これが安倍政権の「戦後70年」を総括する言葉(歴史認識)である。

 アメリカ帝国主義の朝鮮、ベトナム、アフガニスタン、イラクへの侵略戦争への日本の協力・加担のすべての歴史を全肯定し、米軍の下に日本の自衛隊を組み込み、米軍が好き勝手に使える軍隊にするために「日本軍」をさしだしている現在の政策(「安保法制」)が、これに対応している。しかし安倍政権が打ち出している「強国」のイメージは天皇制帝国の皇軍の「復活」のイメージである。それは米軍と闘って敗れた軍隊なのだ。ゆえに、本当は彼等が提示する唯一の「この道」は、彼等の「復古」イデオロギーとまったく矛盾している。この根本的矛盾を糊塗することを可能にしているのは天皇制の存在である。あの侵略戦争と植民地支配の最高責任制度が、敗戦・占領をくぐって、アメリカの手を借りながら象徴天皇制として延命し、今日も存在し続けている事実である。この政権の改憲と正面から対峙している私たちは、戦後憲法の「平和主義」「人権主義」「立憲主義」は大切なものと考えるが、決して安倍改憲に「護憲」の立場を対置するわけではないのは、この点に十分に自覚的であるからだ。天皇制の延命を宣言している憲法「一章」は肯定しようもないからである。ここに戦後のスタートの誤りが象徴的に示されている。また、それが、広島・長崎への米国の原爆投下の責任を問うことすら、できなくさせてきたものでもある。国体護持(天皇制延命)の約束の取りつけでグズグズしている過程で、原爆はアメリカによって、待ってましたとばかりに投下された。この米日合作の「終戦工作」プロセスが象徴天皇制国家をつくりだしたのだ。

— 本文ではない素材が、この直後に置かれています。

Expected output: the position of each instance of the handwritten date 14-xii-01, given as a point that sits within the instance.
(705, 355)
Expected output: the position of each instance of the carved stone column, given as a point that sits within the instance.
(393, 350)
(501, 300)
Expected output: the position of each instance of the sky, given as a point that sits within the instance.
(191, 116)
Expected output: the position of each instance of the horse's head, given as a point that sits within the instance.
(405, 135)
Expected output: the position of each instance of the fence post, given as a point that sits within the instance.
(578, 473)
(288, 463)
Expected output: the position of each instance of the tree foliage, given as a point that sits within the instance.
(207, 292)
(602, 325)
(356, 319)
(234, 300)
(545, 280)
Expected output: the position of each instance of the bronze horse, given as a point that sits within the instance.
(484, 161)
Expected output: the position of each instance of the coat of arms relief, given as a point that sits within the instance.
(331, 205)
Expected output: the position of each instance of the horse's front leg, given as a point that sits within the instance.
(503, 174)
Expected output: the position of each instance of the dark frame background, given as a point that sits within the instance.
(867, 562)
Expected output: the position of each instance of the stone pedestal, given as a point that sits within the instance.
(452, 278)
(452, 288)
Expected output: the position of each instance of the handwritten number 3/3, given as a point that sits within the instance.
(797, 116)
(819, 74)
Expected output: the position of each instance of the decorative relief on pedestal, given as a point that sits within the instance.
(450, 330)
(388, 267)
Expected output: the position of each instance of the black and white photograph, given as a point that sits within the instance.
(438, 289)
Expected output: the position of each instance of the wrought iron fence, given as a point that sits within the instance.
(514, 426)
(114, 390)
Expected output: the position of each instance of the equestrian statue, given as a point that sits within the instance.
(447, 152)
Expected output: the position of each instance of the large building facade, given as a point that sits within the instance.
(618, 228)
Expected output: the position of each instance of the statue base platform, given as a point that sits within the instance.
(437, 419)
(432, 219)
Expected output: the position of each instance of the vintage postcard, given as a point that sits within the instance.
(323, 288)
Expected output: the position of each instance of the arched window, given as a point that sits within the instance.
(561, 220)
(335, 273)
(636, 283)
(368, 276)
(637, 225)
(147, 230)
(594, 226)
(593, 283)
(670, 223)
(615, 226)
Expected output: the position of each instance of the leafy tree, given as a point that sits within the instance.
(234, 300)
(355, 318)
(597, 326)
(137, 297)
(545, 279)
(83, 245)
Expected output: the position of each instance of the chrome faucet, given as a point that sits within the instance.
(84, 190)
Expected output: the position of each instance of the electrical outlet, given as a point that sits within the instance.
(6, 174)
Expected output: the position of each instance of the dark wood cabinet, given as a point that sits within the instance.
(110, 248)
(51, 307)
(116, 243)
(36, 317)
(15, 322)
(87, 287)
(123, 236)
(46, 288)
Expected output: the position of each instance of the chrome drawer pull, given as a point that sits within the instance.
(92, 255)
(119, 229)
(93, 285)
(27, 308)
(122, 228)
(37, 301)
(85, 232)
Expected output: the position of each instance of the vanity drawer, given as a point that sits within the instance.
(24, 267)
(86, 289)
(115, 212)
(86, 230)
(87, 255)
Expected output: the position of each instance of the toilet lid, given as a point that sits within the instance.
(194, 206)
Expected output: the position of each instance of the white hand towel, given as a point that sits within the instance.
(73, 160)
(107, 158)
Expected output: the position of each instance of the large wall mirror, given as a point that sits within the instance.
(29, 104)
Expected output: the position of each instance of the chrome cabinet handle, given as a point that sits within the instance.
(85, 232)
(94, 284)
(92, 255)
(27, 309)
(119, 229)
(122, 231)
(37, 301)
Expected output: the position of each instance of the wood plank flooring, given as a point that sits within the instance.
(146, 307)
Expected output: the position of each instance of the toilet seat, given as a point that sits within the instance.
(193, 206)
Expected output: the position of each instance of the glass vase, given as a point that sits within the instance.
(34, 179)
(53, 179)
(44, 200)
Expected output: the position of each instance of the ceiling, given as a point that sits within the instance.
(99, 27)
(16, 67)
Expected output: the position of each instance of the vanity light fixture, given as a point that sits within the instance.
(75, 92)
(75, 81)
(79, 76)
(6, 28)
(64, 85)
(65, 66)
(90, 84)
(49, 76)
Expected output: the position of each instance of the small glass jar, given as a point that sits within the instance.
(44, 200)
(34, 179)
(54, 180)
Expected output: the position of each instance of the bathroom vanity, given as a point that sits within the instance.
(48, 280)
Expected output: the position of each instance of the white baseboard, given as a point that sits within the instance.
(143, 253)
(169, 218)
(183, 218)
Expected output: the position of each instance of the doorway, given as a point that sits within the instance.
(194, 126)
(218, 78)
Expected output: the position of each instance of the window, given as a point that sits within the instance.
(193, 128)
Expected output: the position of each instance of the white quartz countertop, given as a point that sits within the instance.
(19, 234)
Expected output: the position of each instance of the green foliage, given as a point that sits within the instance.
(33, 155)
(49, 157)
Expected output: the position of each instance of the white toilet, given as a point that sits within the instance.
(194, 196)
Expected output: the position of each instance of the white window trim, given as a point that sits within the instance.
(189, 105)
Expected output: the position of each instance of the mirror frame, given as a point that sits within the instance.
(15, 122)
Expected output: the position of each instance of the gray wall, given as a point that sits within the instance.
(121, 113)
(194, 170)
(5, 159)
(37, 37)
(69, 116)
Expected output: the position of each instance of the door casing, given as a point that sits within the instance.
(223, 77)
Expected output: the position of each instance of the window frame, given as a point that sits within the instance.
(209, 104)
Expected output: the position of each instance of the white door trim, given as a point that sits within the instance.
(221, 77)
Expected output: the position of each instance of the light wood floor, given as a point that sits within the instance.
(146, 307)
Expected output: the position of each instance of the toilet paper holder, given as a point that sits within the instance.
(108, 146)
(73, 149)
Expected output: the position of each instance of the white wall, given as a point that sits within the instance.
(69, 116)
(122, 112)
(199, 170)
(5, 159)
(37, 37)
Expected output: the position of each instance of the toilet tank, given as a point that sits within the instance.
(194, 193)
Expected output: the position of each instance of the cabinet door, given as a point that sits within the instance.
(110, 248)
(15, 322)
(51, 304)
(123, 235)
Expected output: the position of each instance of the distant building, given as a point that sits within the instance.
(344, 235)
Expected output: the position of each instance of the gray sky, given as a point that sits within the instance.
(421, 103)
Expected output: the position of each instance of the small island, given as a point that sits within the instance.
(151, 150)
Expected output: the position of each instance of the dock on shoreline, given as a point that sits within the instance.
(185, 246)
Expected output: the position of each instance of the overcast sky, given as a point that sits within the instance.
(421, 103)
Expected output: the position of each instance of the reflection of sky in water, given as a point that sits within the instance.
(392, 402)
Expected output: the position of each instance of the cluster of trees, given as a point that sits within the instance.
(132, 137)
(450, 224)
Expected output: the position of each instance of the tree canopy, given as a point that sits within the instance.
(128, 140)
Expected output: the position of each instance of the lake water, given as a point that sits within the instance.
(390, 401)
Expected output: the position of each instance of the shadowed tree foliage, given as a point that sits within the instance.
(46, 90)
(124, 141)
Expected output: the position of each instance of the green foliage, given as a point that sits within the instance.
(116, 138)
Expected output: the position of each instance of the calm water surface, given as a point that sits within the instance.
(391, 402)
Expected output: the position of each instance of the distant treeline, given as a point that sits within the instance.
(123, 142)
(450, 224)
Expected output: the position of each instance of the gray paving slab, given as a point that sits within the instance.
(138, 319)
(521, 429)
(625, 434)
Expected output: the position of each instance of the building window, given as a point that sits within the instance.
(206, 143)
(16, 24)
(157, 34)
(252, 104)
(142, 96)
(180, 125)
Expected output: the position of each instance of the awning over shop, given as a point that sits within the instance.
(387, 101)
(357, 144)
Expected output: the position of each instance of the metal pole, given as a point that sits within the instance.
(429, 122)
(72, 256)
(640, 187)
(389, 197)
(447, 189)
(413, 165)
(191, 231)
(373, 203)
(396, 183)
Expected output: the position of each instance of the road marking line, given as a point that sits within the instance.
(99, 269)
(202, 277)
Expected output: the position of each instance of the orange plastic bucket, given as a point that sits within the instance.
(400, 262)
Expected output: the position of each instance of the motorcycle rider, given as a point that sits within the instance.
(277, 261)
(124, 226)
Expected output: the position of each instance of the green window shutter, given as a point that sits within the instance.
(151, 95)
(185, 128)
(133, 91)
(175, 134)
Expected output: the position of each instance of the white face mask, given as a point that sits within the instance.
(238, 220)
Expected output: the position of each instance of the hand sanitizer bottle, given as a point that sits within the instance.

 「民衆の犠牲を配慮せず、ただ国体護持=天皇制存続にこだわり続けたために、アメリカの作戦にはまり、原爆投下を招いた。天皇制は招爆責任の究極的責任主体であったというべきであろう」(岩松繁俊『戦争責任と核廃絶』《三一書房・98年》)。

 安倍政権の無責任のきわみといった歴史認識=改憲政策に、私たちが対置すべきなのは、こうした思想視座である。戦後憲法の時間と空間に拘束されつつ敗戦・被爆70年を論ずる私たちが広くふまえるべきものはそういうものであるはずだ。


《資料》閣議決定により、安保法案を国会に提出この法案により、事態が日本存立の危機であると安倍が判断すれば、憲法9条に縛られることなく、日本自らが戦闘行為へと踏み込むことが可能になる。ただし米軍の尖兵として。それが浅はかな岸~安倍へと続く対米自立論の成れの果てである(古橋)。